The US IT giant Dell plans to invest a big amount of greenbacks in China to earn more from this big market.

 

Dell Inc. plans to spend more than $100 billion over 10 years to broaden operations in China and increase its sales in the world’s second-largest economy.

 

Dell will open a second China operations center next year in Chengdu, adding production, sales and support in the southwestern part of the country. The world’s third-biggest maker of personal computers will also add an office and as many as 500 workers at its existing Xiamen site, it said in a statement on September 16.

 

Dell overtook Hewlett-Packard Co., the world’s biggest PC maker, to rank second in computer shipments in China last quarter, according to research company IDC. The Round Rock, Texas-based company is boosting capacity in China as Microsoft Corp. Chief Executive Officer Steve Ballmer projects the country may replace the U.S. as the largest PC market next year.

 

“It makes perfect sense to set up a regional center in the hinterland city of Chengdu,” said Steven Zhang, an analyst at DBS Vickers (Hong Kong) Ltd. “All other major PC brands, such as HP, Acer and Lenovo, are also pushing for rural market expansion in China over the past couple of years. The $100- billion investment over 10 years doesn’t seem to be blowing off the roof.”

 

Conservative Estimate

 

The $100 billion spending projection is a conservative estimate that includes purchases of components and products procured in China, Dell spokesman David Frink said. The company spent about $23 billion in China in 2009, he said.

 

In the coming years, Dell’s business in China will probably expand faster than the overall PC market in the country, which is expected to increase by 18 percent to 20 percent a year in volume terms, Dell China President Amit Midha told reporters on September 17 from Shanghai, without specifying a timeframe.

 

Last year’s sales increased in the Asia-Pacific region for Dell at a faster pace than in other parts of the world.
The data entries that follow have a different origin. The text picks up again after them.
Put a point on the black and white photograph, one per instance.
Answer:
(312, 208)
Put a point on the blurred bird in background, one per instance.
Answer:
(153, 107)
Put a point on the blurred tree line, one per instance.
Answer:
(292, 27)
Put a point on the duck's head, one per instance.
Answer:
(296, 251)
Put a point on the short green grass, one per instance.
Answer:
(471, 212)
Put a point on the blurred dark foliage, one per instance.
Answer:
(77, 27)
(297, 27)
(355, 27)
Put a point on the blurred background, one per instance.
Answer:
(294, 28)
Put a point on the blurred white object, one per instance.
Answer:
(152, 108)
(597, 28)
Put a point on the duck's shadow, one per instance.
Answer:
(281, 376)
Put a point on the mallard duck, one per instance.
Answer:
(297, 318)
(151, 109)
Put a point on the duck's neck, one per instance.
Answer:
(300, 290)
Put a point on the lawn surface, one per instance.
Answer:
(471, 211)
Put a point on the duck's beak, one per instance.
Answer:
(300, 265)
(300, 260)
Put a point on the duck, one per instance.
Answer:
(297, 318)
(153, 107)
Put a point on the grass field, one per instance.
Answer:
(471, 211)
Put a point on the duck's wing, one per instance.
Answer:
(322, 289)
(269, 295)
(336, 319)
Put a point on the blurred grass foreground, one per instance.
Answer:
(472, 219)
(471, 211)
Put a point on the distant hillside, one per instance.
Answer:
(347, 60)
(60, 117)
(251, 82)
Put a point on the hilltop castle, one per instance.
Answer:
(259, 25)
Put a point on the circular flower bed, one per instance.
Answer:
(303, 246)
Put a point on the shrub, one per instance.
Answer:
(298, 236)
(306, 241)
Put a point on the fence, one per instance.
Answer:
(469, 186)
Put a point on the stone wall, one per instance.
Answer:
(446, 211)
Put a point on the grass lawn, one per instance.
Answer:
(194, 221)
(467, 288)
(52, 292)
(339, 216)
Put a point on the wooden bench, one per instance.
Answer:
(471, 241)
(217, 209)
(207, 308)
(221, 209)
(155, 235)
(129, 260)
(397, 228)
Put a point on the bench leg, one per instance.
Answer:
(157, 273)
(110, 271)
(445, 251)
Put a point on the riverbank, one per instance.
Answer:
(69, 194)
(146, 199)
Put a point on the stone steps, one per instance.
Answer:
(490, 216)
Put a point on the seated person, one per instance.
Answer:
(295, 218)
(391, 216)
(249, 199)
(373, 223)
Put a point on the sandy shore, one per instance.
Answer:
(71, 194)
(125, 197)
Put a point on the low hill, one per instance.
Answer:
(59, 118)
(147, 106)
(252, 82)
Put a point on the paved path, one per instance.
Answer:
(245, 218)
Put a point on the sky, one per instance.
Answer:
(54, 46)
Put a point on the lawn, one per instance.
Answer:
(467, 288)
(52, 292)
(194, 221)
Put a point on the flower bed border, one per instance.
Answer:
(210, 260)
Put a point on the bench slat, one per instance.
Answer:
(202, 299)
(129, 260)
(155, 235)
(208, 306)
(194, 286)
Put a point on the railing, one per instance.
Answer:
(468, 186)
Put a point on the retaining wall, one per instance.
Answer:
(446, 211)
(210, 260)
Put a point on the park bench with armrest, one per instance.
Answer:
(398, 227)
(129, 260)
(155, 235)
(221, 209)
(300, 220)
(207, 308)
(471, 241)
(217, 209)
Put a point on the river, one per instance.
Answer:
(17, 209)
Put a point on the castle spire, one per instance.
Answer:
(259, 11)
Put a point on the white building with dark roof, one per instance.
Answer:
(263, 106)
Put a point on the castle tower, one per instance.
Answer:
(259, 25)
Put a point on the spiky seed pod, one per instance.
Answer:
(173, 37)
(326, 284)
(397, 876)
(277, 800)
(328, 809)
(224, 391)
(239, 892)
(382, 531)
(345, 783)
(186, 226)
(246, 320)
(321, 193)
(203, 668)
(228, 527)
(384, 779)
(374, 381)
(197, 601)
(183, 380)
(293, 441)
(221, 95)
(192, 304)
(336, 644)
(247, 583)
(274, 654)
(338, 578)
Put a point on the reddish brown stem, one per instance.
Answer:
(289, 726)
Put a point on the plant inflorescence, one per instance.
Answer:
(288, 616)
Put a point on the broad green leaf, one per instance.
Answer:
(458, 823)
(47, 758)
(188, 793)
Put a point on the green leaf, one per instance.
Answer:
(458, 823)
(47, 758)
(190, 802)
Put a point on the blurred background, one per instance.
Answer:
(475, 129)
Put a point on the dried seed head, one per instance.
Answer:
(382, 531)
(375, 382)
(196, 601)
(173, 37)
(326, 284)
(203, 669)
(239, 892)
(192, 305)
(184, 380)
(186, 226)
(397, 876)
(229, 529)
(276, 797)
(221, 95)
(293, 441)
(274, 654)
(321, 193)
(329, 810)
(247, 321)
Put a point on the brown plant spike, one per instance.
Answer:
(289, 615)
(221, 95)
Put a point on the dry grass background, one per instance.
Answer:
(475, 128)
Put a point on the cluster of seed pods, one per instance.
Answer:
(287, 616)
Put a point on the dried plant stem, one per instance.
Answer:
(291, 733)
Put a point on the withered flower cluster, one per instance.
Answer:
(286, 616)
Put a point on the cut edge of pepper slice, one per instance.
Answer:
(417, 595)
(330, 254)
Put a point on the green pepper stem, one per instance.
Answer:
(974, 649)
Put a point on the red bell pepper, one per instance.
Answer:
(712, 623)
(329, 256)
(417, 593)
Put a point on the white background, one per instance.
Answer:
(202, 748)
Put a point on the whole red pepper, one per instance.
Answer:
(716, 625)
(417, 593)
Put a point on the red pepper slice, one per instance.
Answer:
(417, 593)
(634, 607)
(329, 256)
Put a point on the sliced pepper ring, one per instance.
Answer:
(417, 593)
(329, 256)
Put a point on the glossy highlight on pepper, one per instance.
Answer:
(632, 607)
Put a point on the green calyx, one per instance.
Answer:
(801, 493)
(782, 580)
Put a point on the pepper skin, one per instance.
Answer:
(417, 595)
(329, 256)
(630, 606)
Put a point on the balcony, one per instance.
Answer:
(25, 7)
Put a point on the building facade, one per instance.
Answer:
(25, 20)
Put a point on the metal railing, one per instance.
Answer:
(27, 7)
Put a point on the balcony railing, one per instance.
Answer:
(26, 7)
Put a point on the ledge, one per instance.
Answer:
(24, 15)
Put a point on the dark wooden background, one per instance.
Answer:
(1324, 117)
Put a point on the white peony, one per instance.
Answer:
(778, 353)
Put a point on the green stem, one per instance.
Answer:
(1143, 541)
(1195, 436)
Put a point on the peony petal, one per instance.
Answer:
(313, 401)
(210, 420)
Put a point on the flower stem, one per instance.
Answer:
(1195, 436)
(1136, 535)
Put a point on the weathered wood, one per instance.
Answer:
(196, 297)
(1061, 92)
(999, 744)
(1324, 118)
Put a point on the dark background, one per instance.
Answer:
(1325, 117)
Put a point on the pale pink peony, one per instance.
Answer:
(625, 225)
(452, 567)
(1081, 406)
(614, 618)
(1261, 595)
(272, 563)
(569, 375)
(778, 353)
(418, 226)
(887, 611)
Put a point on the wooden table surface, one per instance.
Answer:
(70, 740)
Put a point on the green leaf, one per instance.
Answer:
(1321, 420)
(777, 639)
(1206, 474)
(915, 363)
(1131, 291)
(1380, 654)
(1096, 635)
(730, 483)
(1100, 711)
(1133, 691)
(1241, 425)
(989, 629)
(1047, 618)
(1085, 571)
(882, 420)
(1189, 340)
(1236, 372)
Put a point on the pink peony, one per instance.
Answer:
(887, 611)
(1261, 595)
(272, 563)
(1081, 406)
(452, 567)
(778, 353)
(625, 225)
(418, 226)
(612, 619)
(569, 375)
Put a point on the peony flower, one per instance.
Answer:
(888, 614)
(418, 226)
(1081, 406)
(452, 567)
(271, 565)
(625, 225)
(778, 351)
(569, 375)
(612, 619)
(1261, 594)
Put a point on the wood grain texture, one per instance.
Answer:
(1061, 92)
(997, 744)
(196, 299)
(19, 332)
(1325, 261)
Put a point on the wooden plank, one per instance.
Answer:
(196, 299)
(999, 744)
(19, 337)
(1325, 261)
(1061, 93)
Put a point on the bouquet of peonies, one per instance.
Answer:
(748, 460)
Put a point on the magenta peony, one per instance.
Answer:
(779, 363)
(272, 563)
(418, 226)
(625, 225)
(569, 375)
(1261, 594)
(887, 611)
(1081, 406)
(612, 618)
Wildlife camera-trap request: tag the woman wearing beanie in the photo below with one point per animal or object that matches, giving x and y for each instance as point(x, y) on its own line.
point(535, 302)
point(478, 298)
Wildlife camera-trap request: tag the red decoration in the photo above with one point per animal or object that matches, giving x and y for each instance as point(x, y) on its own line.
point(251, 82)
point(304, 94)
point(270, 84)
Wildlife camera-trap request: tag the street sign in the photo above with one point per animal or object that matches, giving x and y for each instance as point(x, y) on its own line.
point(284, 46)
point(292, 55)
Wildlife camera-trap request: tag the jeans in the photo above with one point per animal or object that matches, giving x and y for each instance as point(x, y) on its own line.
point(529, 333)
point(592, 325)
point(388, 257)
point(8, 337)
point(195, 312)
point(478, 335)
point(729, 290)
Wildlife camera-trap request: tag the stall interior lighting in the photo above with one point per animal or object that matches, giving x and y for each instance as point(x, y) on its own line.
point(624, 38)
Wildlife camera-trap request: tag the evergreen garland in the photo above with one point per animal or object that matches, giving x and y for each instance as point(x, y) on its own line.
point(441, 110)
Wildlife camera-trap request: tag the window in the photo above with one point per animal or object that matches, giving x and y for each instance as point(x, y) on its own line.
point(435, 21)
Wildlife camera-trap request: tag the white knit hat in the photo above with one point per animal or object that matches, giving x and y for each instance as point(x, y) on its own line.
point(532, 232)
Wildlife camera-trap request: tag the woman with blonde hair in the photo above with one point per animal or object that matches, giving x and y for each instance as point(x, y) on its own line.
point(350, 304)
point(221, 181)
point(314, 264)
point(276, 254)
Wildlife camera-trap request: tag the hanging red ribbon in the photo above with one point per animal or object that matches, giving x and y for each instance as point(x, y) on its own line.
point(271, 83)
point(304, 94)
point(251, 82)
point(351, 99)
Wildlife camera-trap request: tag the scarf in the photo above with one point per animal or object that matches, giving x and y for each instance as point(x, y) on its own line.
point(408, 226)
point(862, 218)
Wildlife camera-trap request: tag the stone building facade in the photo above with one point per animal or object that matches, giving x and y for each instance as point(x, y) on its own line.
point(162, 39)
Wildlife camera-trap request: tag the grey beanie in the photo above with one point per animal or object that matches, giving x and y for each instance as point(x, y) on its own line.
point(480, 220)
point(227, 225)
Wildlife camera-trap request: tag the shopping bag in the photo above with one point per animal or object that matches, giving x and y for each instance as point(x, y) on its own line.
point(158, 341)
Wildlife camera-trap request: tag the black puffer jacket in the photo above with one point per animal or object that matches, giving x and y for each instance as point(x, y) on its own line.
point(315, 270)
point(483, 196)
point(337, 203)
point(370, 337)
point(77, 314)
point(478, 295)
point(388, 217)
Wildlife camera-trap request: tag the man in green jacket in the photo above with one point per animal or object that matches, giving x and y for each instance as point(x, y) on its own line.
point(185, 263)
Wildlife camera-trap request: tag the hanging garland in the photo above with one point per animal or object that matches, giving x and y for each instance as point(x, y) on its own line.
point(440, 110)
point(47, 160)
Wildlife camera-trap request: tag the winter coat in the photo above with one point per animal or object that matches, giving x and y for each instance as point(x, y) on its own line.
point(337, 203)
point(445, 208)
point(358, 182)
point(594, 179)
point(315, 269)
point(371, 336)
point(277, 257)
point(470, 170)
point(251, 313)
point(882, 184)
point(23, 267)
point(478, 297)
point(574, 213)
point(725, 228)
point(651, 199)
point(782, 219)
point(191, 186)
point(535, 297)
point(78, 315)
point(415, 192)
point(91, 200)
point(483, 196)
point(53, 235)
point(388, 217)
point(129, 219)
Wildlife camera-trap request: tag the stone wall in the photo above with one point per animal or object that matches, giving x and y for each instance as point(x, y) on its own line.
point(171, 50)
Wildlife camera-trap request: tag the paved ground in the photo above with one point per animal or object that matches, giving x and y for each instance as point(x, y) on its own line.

Still, the company got only 12 percent of its business revenue last year from Asia-Pacific, according to data compiled by Bloomberg.

 

The manufacturing and customer support center in Chengdu will begin operations in 2011 and may eventually employ 3,000 people, the company said. With the additional capacity, Dell can meet demand in China for the next decade, Midha said.

 

Dell rose 12 cents to $12.42 in Nasdaq Stock Market trading on September 16. The shares have fallen 14 percent this year.

 

Dell accounted for 9 percent of PC shipments in China in the second quarter, compared with 7.7 percent a year earlier, according to data from IDC. The US company ranked second only to Lenovo Group Ltd. in China, according to IDC.

 

Hewlett-Packard’s PC share in China shrank to 8.2 percent last quarter, from 13.2 percent a year earlier, IDC said.